In attuazione dell’iniziativa parlamentare 09.430, depositata dalla consigliera nazionale Susanne Leutenegger Oberholzer, la Commissione degli affari giuridici del Consiglio nazionale ha elaborato un avamprogetto che conferisce alle vittime di reati il diritto di essere informate in fase di esecuzione della pena pronunciata contro il condannato. La procedura di consultazione si apre oggi e terminerà il 15 gennaio 2013. I pareri in forma cartacea vanno inviati all’Ufficio federale di giustizia, att. signora Sonja Koch, Bundesrain 20, 3003 Berna; quelli in forma elettronica a sonja.koch@bj.admin.ch . La documentazione può essere consultata sul sito Internet dell’Assemblea federale o sul sito generale dell’Amministrazione federale.
La Commissione propone di introdurre nel Codice penale (CP, RS 311.0) e nel diritto penale minorile (DPMin, RS 311.1) una normativa che riconosce alle vittime di reati perseguibili penalmente, e in determinati casi ai loro congiunti, il diritto di essere informati, su loro richiesta, in merito a decisioni essenziali relative all’esecuzione della pena del condannato (p. es. inizio dell’esecuzione, concessione di un congedo, evasione, liberazione condizionale, ecc.). L’avamprogetto tiene parimenti conto degli interessi del condannato: la richiesta della vittima o dei suoi congiunti potrà essere respinta se prevalgono interessi legittimi e preponderanti del condannato al mantenimento del segreto.

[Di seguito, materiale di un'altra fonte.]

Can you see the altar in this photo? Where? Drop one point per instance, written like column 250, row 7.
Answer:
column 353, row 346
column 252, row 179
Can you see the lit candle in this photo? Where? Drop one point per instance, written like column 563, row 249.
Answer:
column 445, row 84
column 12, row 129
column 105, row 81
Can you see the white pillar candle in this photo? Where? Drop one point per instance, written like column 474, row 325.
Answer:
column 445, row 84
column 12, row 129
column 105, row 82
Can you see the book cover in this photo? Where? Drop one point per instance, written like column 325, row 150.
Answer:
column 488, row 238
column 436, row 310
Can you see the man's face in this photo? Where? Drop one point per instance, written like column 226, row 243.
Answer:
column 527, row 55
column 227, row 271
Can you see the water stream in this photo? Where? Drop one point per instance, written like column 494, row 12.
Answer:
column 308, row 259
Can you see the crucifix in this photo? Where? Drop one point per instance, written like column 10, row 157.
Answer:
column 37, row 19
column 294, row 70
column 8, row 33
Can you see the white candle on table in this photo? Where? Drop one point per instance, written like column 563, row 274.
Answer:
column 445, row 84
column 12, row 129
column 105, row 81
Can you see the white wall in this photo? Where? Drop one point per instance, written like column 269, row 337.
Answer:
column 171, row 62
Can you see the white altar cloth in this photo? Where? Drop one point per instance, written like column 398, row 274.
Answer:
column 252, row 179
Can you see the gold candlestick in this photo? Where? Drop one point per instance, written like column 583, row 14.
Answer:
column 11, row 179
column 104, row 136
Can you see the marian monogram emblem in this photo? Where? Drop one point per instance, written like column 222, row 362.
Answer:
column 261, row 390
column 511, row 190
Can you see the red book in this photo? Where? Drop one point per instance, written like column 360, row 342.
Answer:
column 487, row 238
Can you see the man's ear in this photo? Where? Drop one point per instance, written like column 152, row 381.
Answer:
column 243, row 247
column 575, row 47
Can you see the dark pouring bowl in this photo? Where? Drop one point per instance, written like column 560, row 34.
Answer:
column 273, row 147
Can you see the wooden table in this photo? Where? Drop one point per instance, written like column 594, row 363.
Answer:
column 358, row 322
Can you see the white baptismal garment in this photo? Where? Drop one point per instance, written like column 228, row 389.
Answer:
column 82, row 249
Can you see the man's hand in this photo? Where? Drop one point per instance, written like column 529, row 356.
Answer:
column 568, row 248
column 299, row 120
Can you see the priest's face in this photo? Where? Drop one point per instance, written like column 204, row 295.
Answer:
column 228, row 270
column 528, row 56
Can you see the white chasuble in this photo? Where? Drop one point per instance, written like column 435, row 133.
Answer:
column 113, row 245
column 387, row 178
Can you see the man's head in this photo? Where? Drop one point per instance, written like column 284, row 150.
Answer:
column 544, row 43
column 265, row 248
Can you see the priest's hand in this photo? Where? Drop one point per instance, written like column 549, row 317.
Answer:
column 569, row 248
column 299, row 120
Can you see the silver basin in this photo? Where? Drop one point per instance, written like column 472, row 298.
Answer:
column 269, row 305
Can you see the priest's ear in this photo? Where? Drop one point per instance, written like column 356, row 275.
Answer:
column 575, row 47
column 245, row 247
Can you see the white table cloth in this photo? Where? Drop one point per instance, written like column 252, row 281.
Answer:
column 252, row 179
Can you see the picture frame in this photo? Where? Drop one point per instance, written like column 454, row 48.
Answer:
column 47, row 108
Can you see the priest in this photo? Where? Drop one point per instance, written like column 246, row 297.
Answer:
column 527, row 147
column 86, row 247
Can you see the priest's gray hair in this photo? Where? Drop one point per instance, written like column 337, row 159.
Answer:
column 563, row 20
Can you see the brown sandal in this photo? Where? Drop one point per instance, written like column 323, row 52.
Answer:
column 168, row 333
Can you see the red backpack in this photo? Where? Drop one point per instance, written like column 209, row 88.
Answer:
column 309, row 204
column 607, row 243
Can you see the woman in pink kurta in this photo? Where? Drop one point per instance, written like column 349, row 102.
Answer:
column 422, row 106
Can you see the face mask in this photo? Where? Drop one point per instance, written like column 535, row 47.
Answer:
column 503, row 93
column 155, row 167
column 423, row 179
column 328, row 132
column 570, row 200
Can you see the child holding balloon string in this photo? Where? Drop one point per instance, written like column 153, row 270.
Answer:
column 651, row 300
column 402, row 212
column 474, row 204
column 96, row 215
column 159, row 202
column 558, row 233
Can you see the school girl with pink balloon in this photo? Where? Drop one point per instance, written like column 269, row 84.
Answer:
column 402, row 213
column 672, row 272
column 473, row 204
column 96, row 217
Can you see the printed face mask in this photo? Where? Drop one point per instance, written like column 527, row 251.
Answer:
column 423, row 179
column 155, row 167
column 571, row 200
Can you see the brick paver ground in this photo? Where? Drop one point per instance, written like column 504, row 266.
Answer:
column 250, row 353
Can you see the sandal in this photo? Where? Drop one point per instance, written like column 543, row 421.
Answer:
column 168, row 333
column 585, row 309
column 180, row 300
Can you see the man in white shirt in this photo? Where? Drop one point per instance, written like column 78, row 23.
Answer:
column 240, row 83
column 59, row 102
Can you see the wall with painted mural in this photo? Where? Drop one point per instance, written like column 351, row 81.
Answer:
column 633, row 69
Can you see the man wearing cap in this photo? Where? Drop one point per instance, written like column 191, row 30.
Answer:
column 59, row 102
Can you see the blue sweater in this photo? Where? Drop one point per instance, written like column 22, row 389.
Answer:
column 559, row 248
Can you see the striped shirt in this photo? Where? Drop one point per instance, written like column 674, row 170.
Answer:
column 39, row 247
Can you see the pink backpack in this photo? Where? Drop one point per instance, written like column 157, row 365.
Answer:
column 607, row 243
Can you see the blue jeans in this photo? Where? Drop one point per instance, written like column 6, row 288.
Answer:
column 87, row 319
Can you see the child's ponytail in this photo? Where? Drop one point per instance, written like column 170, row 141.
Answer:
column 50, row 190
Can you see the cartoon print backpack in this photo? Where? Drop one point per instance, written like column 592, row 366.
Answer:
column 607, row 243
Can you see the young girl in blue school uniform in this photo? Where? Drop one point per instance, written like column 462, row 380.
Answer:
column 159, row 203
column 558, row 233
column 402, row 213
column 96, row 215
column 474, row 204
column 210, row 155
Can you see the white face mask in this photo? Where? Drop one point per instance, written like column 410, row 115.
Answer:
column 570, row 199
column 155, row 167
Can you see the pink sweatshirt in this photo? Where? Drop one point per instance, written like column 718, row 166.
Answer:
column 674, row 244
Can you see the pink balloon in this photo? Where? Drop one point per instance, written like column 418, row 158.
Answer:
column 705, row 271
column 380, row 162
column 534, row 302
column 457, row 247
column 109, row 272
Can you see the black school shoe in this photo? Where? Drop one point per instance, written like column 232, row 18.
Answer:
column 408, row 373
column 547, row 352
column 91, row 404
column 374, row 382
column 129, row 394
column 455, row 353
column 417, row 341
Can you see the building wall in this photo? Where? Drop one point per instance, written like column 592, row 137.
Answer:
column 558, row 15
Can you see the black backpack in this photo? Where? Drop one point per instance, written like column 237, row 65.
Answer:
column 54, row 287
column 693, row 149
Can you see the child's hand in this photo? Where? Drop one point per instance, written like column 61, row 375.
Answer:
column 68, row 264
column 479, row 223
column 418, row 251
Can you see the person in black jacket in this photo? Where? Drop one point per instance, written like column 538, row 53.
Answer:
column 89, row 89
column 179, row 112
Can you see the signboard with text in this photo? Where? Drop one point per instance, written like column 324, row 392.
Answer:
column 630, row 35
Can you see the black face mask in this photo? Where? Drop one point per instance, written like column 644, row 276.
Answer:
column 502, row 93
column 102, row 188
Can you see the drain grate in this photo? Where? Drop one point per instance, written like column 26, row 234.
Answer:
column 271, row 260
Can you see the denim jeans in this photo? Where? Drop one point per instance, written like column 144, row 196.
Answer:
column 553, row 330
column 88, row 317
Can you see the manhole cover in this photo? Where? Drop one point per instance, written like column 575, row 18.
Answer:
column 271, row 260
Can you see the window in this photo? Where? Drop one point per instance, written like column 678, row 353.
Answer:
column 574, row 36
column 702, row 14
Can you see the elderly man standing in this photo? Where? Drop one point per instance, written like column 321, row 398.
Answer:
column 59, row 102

Inoltre, al fine di colmare una lacuna attualmente esistente, nella procedura penale militare viene introdotta una normativa analoga a quella prevista già dal 1° gennaio 2011 dall’articolo 214 capoverso 4 del Codice di procedura penale (CPP, RS 312.0). La disposizione prevede che la vittima sia informata in merito alla disposizione e alla revoca della carcerazione preventiva o di sicurezza come pure circa un’eventuale fuga dell’imputato.